Şırnak'ta devam eden orman kesimleri, Meclis Genel Kurulu'nda Halkların Eşitlik ve Demokrasi Partisi (DEM Parti) Şırnak Milletvekili Nevroz Uysal Aslan tarafından dile getirildi. Aslan, bölgedeki orman kesimleri, madencilik faaliyetleri, su kirliliği ve güvenlik gerekçesiyle uygulanan yasaklı bölgelerin "ekokırım" niteliği taşıdığını vurgulayarak, konunun sadece bir çevre sorunu olmadığını, aynı zamanda bir yaşam, sağlık ve barış meselesi olduğunu belirtti.
DEM Parti Şırnak Milletvekili Nevroz Uysal Aslan, Meclis Genel Kurulu'nda yaptığı konuşmada, bölgede yaşanan bu tahribatı “ekokırım” olarak tanımladı.
“Bu Bir Çevre Sorunu Değil, Yaşam ve Barış Meselesidir”
Uysal, Şırnak'taki doğa tahribatının sadece çevre sorunlarıyla açıklanamayacağını ifade ederek, "Bu mesele bir yaşam, bir sağlık, devlet politikasının sonucu ve aynı zamanda bir barış meselesidir. Bu, doğa ve toplum özgürlüğü meselesidir" dedi.
Şırnak’ta Çok Yönlü Doğa Tahribatı
Milletvekili Aslan, bölgedeki madencilik faaliyetlerinin yanı sıra, akarsuların kirletilmesi, orman yangınlarına müdahale edilmemesi ekolojik yıkımı derinleştirdiğini ifade etti.

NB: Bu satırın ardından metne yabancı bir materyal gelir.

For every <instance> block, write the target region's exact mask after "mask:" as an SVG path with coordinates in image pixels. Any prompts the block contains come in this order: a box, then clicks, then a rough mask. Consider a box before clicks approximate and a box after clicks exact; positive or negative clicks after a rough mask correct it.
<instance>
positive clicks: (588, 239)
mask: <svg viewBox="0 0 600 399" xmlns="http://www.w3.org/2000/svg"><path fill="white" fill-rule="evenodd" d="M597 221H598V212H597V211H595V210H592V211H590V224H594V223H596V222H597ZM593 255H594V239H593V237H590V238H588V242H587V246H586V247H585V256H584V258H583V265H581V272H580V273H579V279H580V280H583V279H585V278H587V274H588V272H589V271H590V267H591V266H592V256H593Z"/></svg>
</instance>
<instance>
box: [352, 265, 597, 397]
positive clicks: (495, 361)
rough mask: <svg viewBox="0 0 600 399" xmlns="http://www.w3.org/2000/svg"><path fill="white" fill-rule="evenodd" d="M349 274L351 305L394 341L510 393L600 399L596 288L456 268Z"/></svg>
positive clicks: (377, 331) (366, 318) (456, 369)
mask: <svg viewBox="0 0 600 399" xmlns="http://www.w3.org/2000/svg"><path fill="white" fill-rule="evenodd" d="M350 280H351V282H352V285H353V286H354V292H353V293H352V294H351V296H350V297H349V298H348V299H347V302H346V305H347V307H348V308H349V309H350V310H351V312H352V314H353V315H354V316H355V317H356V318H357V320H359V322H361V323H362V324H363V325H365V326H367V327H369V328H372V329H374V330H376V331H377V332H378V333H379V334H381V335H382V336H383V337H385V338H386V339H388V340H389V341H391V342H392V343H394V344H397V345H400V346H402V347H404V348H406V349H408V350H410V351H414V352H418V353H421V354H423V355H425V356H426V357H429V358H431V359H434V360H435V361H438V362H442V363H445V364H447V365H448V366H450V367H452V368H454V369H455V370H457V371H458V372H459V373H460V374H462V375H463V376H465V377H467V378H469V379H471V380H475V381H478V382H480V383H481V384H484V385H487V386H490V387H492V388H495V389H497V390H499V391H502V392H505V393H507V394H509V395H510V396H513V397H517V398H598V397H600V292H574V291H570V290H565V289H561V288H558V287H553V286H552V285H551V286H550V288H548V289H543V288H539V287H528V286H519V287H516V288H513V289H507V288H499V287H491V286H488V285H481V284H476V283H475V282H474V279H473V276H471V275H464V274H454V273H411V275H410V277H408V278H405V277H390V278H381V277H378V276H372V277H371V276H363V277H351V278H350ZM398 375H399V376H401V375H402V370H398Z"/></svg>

Özellikle Nerduş Deresi gibi birçok su kaynağının kirlilik tehdidi altında olduğunu belirten Aslan, doğaya yönelik çok boyutlu bir saldırı ile karşı karşıya olunduğunun altını çizdi.
Cudi, Gabar ve Besta’da Asırlık Ağaçlar Kesiliyor
Orman kesimlerinin özellikle Cudi, Gabar ve Besta bölgelerinde yoğunlaştığını belirten Uysal, 2017'nin sonlarından itibaren başlatılan kesimlerin hâlâ sürdüğünü söyledi. “Asırlık ağaçlar, genç fideler kesiliyor, yol kenarlarına istiflenip satılıyor. Bu bölgelerde halkın ormanlara erişimi tamamen engellenmiş durumda” dedi.
Uysal’ın açıklamalarına göre, doğa katliamı Beytüşşebap ilçesine bağlı Besta bölgesindeki Kaniferşik mezrasına kadar genişletiliyor. Hazırlanan yeni kesim planlarının, Melese, Hemka, Dule, Gelejer, Kespiyaniş, Setkar, Bate, Bilbes ve Berman köylerini de kapsadığı belirtiliyor.
Devlet Kurumları Birbirini Gösteriyor
Milletvekili Uysal, “Ormanları korumakla yükümlü olan Orman Bakanlığı ile İçişleri Bakanlığı arasında sorumluluk aktarılıyor. Ormanlar Anayasa’nın 169. maddesiyle koruma altına alınmışken, bu kurumlar ya susuyor ya da açıkça anayasal suç işliyor” dedi.
8 Yıldır Süren Sessizlik ve Meşrulaştırma Çabaları
Orman kesimlerinin 8 yıldır sürdüğünü ve hiçbir kurumun bu duruma dur demediğini belirtti.
“Bu Talan Meşrulaştırılamaz!”
Meclis’e sunulan önergelerde “güvenlik konsepti” ya da “ağaç rehabilitasyonu” gibi gerekçelerle meşrulaştırılmaya çalışılan doğa katliamının kabul edilemez olduğunu belirten Uysal, “Güvenlik ve rant politikaları doğayı geri dönülemez şekilde çökertiyor, köyleri boşaltıyor” ifadelerini kullandı.